Politics

The Radical Message of Michelle Obama’s Speech

America’s story is a black woman’s story.

PHILADELPHIA—I spoke to my mom on Tuesday morning. We talked about Michelle Obama. I was on the floor when the first lady gave her speech and could feel the pride and enthusiasm in the room. She electrified, and viewers everywhere felt it. My mom was one of them. And as we talked about Obama’s speech, she returned to one particular passage from the first lady:

That is the story of this country, the story that has brought me to this stage tonight, the story of generations of people who felt the lash of bondage, the shame of servitude, the sting of segregation, but who kept on striving and hoping and doing what needed to be done so that today I wake up every morning in a house that was built by slaves. And I watch my daughters, two beautiful, intelligent, black young women playing with their dogs on the White House lawn.

With this paragraph, Obama took the themes of her husband’s speech on the 50th anniversary of the march from Selma to Montgomery, his explication of a progressive patriotism, and distilled them to their essence, tying them to her life and her experiences. Hers, like Barack Obama’s, is a patriotism that acknowledges the pain and injustice of the past but keeps faith with the proposition that Americans will overcome and push forward to a “more perfect union.”
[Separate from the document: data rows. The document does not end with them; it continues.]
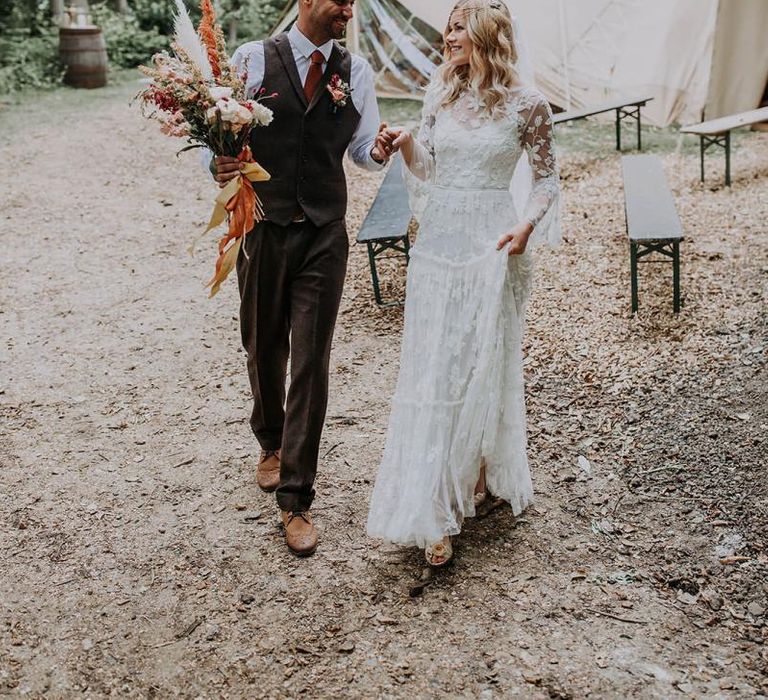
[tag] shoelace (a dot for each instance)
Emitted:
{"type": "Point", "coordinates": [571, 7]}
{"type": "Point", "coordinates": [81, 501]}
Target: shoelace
{"type": "Point", "coordinates": [303, 515]}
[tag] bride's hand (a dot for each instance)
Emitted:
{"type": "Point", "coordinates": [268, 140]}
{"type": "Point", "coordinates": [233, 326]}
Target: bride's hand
{"type": "Point", "coordinates": [517, 239]}
{"type": "Point", "coordinates": [403, 137]}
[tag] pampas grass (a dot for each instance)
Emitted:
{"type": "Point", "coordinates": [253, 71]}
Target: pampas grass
{"type": "Point", "coordinates": [189, 40]}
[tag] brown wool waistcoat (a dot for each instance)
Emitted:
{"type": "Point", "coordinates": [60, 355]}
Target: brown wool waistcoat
{"type": "Point", "coordinates": [303, 148]}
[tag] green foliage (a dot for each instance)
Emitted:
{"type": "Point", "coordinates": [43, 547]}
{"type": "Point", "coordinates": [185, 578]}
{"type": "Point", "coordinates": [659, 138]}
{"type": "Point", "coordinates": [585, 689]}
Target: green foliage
{"type": "Point", "coordinates": [131, 40]}
{"type": "Point", "coordinates": [29, 40]}
{"type": "Point", "coordinates": [29, 46]}
{"type": "Point", "coordinates": [254, 18]}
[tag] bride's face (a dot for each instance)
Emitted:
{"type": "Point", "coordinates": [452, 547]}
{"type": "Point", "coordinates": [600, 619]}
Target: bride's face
{"type": "Point", "coordinates": [457, 40]}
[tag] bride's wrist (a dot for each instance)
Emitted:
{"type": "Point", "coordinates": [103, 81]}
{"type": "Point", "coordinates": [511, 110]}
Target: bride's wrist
{"type": "Point", "coordinates": [526, 228]}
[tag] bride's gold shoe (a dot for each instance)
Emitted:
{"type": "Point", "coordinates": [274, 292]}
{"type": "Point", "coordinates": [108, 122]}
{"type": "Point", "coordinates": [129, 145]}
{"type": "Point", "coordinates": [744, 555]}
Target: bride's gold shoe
{"type": "Point", "coordinates": [439, 550]}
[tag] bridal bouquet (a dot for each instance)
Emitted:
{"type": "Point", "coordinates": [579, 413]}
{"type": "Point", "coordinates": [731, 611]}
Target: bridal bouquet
{"type": "Point", "coordinates": [195, 93]}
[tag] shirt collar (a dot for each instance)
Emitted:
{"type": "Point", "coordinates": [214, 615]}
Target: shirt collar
{"type": "Point", "coordinates": [305, 47]}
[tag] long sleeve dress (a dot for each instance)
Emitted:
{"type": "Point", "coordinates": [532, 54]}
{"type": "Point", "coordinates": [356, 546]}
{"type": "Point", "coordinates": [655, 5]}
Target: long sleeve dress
{"type": "Point", "coordinates": [460, 394]}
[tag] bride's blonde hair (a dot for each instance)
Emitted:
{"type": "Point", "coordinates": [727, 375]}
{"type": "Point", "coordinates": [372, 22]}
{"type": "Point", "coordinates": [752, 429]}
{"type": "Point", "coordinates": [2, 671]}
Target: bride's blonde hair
{"type": "Point", "coordinates": [491, 72]}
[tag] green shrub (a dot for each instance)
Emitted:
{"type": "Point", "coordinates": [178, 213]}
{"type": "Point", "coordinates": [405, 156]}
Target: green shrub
{"type": "Point", "coordinates": [128, 44]}
{"type": "Point", "coordinates": [29, 61]}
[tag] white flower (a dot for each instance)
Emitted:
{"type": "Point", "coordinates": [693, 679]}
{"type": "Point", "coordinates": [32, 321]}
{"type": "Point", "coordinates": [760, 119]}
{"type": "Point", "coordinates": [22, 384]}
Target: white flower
{"type": "Point", "coordinates": [261, 115]}
{"type": "Point", "coordinates": [220, 93]}
{"type": "Point", "coordinates": [234, 114]}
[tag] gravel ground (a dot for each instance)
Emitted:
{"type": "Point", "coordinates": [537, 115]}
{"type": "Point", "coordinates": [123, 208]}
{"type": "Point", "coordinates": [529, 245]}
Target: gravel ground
{"type": "Point", "coordinates": [140, 559]}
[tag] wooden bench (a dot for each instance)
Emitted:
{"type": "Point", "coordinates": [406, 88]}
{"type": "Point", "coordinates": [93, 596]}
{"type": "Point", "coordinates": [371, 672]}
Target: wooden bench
{"type": "Point", "coordinates": [625, 109]}
{"type": "Point", "coordinates": [652, 221]}
{"type": "Point", "coordinates": [717, 132]}
{"type": "Point", "coordinates": [385, 229]}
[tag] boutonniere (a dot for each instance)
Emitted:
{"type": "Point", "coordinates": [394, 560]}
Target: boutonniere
{"type": "Point", "coordinates": [340, 92]}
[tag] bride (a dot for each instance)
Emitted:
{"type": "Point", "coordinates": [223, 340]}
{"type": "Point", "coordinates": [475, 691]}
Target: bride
{"type": "Point", "coordinates": [457, 428]}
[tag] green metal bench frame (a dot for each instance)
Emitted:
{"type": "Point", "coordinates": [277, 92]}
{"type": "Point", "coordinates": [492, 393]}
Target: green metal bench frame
{"type": "Point", "coordinates": [667, 248]}
{"type": "Point", "coordinates": [717, 133]}
{"type": "Point", "coordinates": [652, 222]}
{"type": "Point", "coordinates": [385, 229]}
{"type": "Point", "coordinates": [629, 110]}
{"type": "Point", "coordinates": [378, 249]}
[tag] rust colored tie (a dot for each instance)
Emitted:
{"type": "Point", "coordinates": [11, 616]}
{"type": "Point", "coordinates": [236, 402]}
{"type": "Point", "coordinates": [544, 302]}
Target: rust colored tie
{"type": "Point", "coordinates": [314, 75]}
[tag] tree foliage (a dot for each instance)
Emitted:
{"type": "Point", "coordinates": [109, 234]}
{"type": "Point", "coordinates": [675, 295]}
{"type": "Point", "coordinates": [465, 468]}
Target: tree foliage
{"type": "Point", "coordinates": [29, 38]}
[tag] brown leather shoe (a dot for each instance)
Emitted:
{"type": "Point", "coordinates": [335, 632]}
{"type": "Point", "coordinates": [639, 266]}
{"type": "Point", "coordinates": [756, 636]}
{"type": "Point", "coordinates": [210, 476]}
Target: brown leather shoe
{"type": "Point", "coordinates": [268, 471]}
{"type": "Point", "coordinates": [300, 533]}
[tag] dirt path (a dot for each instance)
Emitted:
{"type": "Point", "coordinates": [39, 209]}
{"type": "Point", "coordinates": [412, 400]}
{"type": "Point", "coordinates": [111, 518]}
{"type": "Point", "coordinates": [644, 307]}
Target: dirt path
{"type": "Point", "coordinates": [139, 558]}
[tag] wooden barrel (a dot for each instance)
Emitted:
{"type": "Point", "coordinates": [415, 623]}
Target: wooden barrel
{"type": "Point", "coordinates": [83, 53]}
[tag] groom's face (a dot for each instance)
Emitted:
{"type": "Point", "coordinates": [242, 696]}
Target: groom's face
{"type": "Point", "coordinates": [330, 17]}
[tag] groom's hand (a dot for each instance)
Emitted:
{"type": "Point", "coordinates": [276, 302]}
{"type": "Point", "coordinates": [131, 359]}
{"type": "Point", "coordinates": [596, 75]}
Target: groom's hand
{"type": "Point", "coordinates": [227, 168]}
{"type": "Point", "coordinates": [382, 148]}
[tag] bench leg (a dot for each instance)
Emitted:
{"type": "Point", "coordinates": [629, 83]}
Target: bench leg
{"type": "Point", "coordinates": [633, 273]}
{"type": "Point", "coordinates": [374, 275]}
{"type": "Point", "coordinates": [676, 275]}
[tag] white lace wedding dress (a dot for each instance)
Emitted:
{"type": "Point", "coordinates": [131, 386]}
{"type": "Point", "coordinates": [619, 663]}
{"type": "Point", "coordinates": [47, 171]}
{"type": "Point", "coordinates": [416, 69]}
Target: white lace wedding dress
{"type": "Point", "coordinates": [459, 394]}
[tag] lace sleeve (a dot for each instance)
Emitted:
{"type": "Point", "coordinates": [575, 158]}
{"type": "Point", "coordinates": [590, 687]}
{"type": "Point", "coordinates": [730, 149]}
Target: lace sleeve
{"type": "Point", "coordinates": [538, 141]}
{"type": "Point", "coordinates": [420, 172]}
{"type": "Point", "coordinates": [541, 205]}
{"type": "Point", "coordinates": [423, 163]}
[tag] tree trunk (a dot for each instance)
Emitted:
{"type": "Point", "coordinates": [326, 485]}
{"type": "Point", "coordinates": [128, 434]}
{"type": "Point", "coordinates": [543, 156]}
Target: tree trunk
{"type": "Point", "coordinates": [57, 10]}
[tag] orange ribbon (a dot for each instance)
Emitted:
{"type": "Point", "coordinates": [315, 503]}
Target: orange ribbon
{"type": "Point", "coordinates": [239, 204]}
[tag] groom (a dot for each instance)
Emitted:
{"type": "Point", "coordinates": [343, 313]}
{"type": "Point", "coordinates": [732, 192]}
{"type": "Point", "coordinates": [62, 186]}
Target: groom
{"type": "Point", "coordinates": [291, 273]}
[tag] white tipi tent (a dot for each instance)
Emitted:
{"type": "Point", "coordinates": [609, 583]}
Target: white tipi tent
{"type": "Point", "coordinates": [698, 58]}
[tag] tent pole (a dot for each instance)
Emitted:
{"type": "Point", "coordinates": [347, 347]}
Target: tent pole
{"type": "Point", "coordinates": [564, 49]}
{"type": "Point", "coordinates": [353, 37]}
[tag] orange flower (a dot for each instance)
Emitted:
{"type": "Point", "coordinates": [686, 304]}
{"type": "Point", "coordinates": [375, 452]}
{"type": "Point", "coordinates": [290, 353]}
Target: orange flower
{"type": "Point", "coordinates": [208, 35]}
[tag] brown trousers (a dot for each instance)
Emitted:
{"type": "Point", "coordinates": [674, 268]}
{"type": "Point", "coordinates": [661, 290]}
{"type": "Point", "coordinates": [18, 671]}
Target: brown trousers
{"type": "Point", "coordinates": [290, 289]}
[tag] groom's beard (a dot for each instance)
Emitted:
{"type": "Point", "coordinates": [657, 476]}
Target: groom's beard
{"type": "Point", "coordinates": [336, 31]}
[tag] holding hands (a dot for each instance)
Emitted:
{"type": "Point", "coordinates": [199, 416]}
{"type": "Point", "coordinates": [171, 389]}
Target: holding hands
{"type": "Point", "coordinates": [517, 239]}
{"type": "Point", "coordinates": [389, 141]}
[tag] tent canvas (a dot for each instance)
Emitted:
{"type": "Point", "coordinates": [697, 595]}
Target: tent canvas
{"type": "Point", "coordinates": [700, 59]}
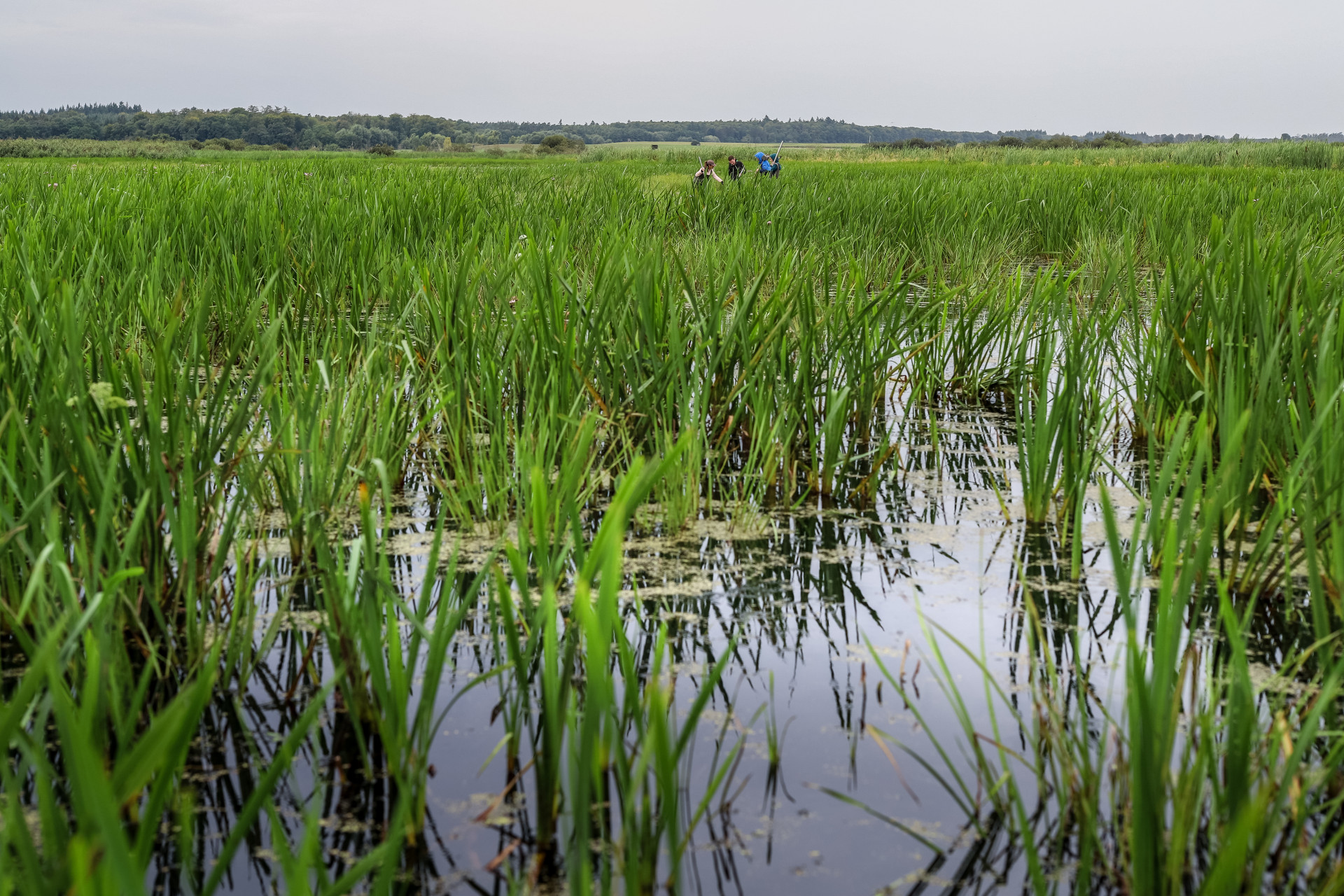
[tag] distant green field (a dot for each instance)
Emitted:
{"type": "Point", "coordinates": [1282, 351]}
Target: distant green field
{"type": "Point", "coordinates": [445, 522]}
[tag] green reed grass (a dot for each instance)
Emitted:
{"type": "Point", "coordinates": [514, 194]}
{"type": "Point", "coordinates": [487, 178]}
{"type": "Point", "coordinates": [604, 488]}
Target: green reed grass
{"type": "Point", "coordinates": [201, 355]}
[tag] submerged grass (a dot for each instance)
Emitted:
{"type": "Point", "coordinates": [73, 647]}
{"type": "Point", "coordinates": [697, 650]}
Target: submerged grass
{"type": "Point", "coordinates": [201, 359]}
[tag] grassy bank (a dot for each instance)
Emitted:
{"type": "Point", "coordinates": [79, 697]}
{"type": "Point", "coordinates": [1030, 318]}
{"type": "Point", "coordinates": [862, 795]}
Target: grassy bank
{"type": "Point", "coordinates": [209, 356]}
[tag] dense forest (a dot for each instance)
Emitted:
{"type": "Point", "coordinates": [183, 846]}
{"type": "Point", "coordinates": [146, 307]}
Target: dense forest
{"type": "Point", "coordinates": [274, 127]}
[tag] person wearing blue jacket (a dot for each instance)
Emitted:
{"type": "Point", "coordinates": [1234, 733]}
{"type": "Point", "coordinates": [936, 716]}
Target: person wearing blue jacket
{"type": "Point", "coordinates": [769, 164]}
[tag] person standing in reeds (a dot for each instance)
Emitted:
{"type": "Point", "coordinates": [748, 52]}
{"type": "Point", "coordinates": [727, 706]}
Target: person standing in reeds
{"type": "Point", "coordinates": [769, 164]}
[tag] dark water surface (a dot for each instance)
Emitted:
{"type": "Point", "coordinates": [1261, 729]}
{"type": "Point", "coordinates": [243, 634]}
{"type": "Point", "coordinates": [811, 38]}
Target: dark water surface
{"type": "Point", "coordinates": [809, 594]}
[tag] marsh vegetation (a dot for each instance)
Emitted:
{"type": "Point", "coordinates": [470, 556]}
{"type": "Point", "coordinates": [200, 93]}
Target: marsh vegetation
{"type": "Point", "coordinates": [530, 527]}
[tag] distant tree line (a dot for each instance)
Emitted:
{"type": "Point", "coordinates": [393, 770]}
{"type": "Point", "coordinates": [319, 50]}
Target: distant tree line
{"type": "Point", "coordinates": [279, 127]}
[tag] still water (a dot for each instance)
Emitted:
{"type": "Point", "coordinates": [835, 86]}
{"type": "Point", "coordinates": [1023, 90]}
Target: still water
{"type": "Point", "coordinates": [815, 598]}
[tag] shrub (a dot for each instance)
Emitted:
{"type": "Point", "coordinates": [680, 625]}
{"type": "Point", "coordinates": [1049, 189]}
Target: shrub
{"type": "Point", "coordinates": [225, 143]}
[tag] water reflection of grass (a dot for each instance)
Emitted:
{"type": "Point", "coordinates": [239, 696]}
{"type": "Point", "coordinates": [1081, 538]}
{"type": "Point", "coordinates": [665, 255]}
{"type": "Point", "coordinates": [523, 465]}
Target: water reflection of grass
{"type": "Point", "coordinates": [290, 464]}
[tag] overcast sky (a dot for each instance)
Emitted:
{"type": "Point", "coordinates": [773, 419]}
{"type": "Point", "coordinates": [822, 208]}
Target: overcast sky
{"type": "Point", "coordinates": [1164, 66]}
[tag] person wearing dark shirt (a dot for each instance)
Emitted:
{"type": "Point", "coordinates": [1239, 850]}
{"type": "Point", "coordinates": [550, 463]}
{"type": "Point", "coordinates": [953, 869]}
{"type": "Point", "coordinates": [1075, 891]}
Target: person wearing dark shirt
{"type": "Point", "coordinates": [706, 172]}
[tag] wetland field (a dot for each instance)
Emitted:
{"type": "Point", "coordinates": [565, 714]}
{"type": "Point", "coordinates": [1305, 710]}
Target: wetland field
{"type": "Point", "coordinates": [552, 526]}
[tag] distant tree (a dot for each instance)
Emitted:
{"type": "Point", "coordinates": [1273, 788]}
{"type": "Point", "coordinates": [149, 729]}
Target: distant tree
{"type": "Point", "coordinates": [1112, 140]}
{"type": "Point", "coordinates": [559, 144]}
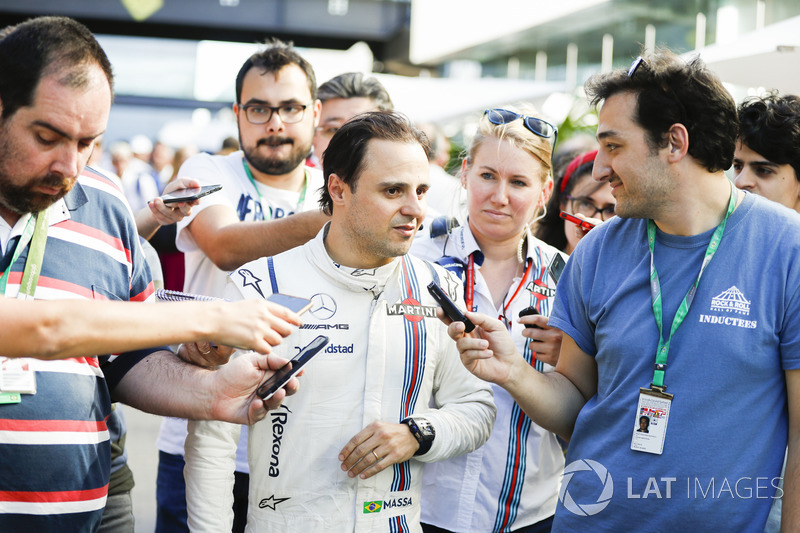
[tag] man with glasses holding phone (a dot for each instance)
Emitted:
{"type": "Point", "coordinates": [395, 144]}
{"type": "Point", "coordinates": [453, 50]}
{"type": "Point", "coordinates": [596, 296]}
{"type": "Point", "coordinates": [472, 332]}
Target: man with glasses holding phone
{"type": "Point", "coordinates": [262, 184]}
{"type": "Point", "coordinates": [682, 308]}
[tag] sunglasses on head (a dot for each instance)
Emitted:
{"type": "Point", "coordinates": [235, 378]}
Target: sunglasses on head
{"type": "Point", "coordinates": [540, 127]}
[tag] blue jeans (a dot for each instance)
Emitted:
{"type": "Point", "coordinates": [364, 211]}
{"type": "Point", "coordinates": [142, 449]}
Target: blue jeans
{"type": "Point", "coordinates": [171, 516]}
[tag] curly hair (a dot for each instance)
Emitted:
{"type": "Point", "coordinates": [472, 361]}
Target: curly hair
{"type": "Point", "coordinates": [770, 126]}
{"type": "Point", "coordinates": [672, 91]}
{"type": "Point", "coordinates": [276, 55]}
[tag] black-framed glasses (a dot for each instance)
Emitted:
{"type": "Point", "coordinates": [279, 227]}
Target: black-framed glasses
{"type": "Point", "coordinates": [540, 127]}
{"type": "Point", "coordinates": [584, 206]}
{"type": "Point", "coordinates": [261, 114]}
{"type": "Point", "coordinates": [638, 62]}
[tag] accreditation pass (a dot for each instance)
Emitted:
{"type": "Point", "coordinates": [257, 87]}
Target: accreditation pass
{"type": "Point", "coordinates": [650, 426]}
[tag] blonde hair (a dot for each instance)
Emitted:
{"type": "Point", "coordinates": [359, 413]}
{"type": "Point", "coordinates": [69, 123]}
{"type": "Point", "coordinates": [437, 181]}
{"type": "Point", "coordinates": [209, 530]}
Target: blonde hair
{"type": "Point", "coordinates": [518, 136]}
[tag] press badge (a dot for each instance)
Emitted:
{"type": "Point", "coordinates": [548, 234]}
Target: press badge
{"type": "Point", "coordinates": [17, 375]}
{"type": "Point", "coordinates": [650, 426]}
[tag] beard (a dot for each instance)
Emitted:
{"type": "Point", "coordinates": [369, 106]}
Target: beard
{"type": "Point", "coordinates": [276, 165]}
{"type": "Point", "coordinates": [22, 199]}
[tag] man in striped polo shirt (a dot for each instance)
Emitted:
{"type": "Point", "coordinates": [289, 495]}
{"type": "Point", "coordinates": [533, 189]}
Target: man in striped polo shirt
{"type": "Point", "coordinates": [66, 233]}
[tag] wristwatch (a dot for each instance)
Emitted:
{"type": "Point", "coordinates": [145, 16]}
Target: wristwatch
{"type": "Point", "coordinates": [423, 431]}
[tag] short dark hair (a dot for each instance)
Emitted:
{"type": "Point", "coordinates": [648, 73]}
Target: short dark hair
{"type": "Point", "coordinates": [356, 85]}
{"type": "Point", "coordinates": [345, 154]}
{"type": "Point", "coordinates": [672, 91]}
{"type": "Point", "coordinates": [42, 46]}
{"type": "Point", "coordinates": [276, 55]}
{"type": "Point", "coordinates": [770, 126]}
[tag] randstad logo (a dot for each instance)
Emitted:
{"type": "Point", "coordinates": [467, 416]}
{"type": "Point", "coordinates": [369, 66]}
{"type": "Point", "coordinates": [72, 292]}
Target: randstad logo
{"type": "Point", "coordinates": [585, 467]}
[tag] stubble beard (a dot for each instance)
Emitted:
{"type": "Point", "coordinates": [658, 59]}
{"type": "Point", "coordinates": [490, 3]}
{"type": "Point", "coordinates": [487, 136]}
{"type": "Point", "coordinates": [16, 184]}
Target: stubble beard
{"type": "Point", "coordinates": [276, 166]}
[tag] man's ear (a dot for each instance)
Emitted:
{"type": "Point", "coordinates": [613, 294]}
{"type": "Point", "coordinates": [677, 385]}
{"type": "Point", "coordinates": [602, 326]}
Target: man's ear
{"type": "Point", "coordinates": [337, 189]}
{"type": "Point", "coordinates": [678, 138]}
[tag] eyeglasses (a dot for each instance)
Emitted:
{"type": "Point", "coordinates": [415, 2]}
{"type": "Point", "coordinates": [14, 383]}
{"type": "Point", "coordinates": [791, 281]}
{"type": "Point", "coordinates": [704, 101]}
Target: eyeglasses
{"type": "Point", "coordinates": [261, 114]}
{"type": "Point", "coordinates": [584, 206]}
{"type": "Point", "coordinates": [535, 125]}
{"type": "Point", "coordinates": [638, 62]}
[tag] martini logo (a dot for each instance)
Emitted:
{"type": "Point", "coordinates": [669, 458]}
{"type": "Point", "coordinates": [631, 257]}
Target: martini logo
{"type": "Point", "coordinates": [411, 310]}
{"type": "Point", "coordinates": [373, 507]}
{"type": "Point", "coordinates": [540, 290]}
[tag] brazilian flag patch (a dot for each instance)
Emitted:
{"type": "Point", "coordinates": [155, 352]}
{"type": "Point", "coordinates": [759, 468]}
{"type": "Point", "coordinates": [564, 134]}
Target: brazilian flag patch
{"type": "Point", "coordinates": [373, 507]}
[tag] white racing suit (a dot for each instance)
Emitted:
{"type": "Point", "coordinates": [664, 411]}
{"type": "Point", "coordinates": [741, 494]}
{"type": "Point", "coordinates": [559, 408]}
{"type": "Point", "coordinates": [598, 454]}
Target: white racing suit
{"type": "Point", "coordinates": [389, 358]}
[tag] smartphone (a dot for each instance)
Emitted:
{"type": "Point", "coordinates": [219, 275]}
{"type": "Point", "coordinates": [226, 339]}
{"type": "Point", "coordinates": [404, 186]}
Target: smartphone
{"type": "Point", "coordinates": [556, 267]}
{"type": "Point", "coordinates": [449, 307]}
{"type": "Point", "coordinates": [295, 303]}
{"type": "Point", "coordinates": [282, 376]}
{"type": "Point", "coordinates": [530, 311]}
{"type": "Point", "coordinates": [575, 220]}
{"type": "Point", "coordinates": [190, 194]}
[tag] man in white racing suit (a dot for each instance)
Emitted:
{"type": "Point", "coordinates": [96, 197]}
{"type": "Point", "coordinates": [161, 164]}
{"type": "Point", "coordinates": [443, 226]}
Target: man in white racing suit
{"type": "Point", "coordinates": [388, 387]}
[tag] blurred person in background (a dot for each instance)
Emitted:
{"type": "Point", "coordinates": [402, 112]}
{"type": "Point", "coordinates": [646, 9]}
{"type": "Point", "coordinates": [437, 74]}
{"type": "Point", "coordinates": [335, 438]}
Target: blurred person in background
{"type": "Point", "coordinates": [767, 156]}
{"type": "Point", "coordinates": [767, 162]}
{"type": "Point", "coordinates": [511, 482]}
{"type": "Point", "coordinates": [445, 192]}
{"type": "Point", "coordinates": [578, 194]}
{"type": "Point", "coordinates": [268, 204]}
{"type": "Point", "coordinates": [343, 97]}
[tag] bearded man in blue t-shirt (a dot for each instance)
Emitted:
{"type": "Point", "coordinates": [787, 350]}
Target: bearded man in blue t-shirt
{"type": "Point", "coordinates": [685, 309]}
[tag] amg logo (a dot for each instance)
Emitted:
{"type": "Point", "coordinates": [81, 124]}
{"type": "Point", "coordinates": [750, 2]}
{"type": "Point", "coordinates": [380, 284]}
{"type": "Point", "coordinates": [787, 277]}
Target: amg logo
{"type": "Point", "coordinates": [426, 311]}
{"type": "Point", "coordinates": [279, 419]}
{"type": "Point", "coordinates": [325, 326]}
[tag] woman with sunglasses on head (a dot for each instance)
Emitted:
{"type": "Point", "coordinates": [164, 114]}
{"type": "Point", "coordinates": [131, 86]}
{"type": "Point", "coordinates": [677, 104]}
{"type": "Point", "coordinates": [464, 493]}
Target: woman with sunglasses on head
{"type": "Point", "coordinates": [577, 194]}
{"type": "Point", "coordinates": [511, 483]}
But there’s more here than a restatement of earlier ideas and narratives. It’s no small thing for the first lady of the United States to speak to an audience of millions and tell them, without hesitation, that the White House—the nation’s house, an icon of American liberty—was built and staffed by people robbed of their labor, their freedom, and their dignity. Obama’s choice to emphasize slavery—and, in turn, racism—was a daring one of a piece with the rhetorical legacy of the Obamas’ tenure in that house.

Past presidents have mentioned and discussed slavery. In his 1965 commencement speech to Howard University, Lyndon Johnson delivered a still-remarkable treatise on racial inequality that began with this still-bracing line. “There is a second cause,” to black disadvantage, said Johnson. “Much more difficult to explain, more deeply grounded, more desperate in its force. It is the devastating heritage of long years of slavery; and a century of oppression, hatred, and injustice.”

These are exceptions. Overwhelmingly, when telling the story of America, our presidents lean on the idea of a voluntary society—a nation of frontiersmen and immigrants who came willingly to these shores to find freedom and opportunity. Throughout their time as president and first lady, Barack and Michelle Obama have taken a different approach. Their America is a nation of immigrants. Their America is the melting pot of civic cliché, sure, but it’s also a place of people who didn’t have a choice, who were brought here as chattel and forced to work under the lash, but who kept their belief in better days and salvation. In their hands, this isn’t just an American story; it’s the American story, testifying to the virtues of struggle, faith, and perseverance.

This is what Obama brought with her speech. In a country that often sees its black citizens as dysfunctional embarrassments, it was brave rhetoric. In a country that pathologizes the body Michelle Obama inhabits—that of a dark-skinned black woman—as antithetical to American femininity and womanhood, it was nothing short of radical. Her speech wasn’t offering up the story of one black woman as a story of America; it suggested that America’s story was a black woman’s story as much as anyone else’s.

Quietly, almost matter-of-factly, this was the theme of Monday’s DNC from the moment Baltimore Mayor Stephanie Rawlings-Blake picked up her gavel. The Democrats are now a party of black women. There was Rawlings-Blake, and there was Rep. Marcia Fudge, admonishing the Berners to be respectful of her, and that’s to say nothing of interim chair Donna Brazile and convention CEO Leah Daughtry. Tuesday will feature the mothers of Eric Garner, Trayvon Martin, Dontré Hamilton, Jordan Davis, Michael Brown, Hadiya Pendleton, and Sandra Bland.

None of this came up in my conversation with my mom. She raved about Obama’s line—about a house built by slaves, occupied by a black family—and then I had to go to work. As much as Michelle Obama was speaking to the nation—to Democrats and Republicans, liberals and conservatives—she was also representing millions of black women, speaking to their patriotism, addressing them as citizens of equal worth, affirming their values.

There’s no doubt that this speech was political, first and foremost. Obama will be on the trail, stumping for Hillary Clinton, working to mobilize those black women and bring them to the polls with a version of what she said on Monday night. But it was a powerful piece of performance and symbolism. A reminder—perhaps a final one—that America looks like her. That America is her and all the women who have shared deeply in her experience.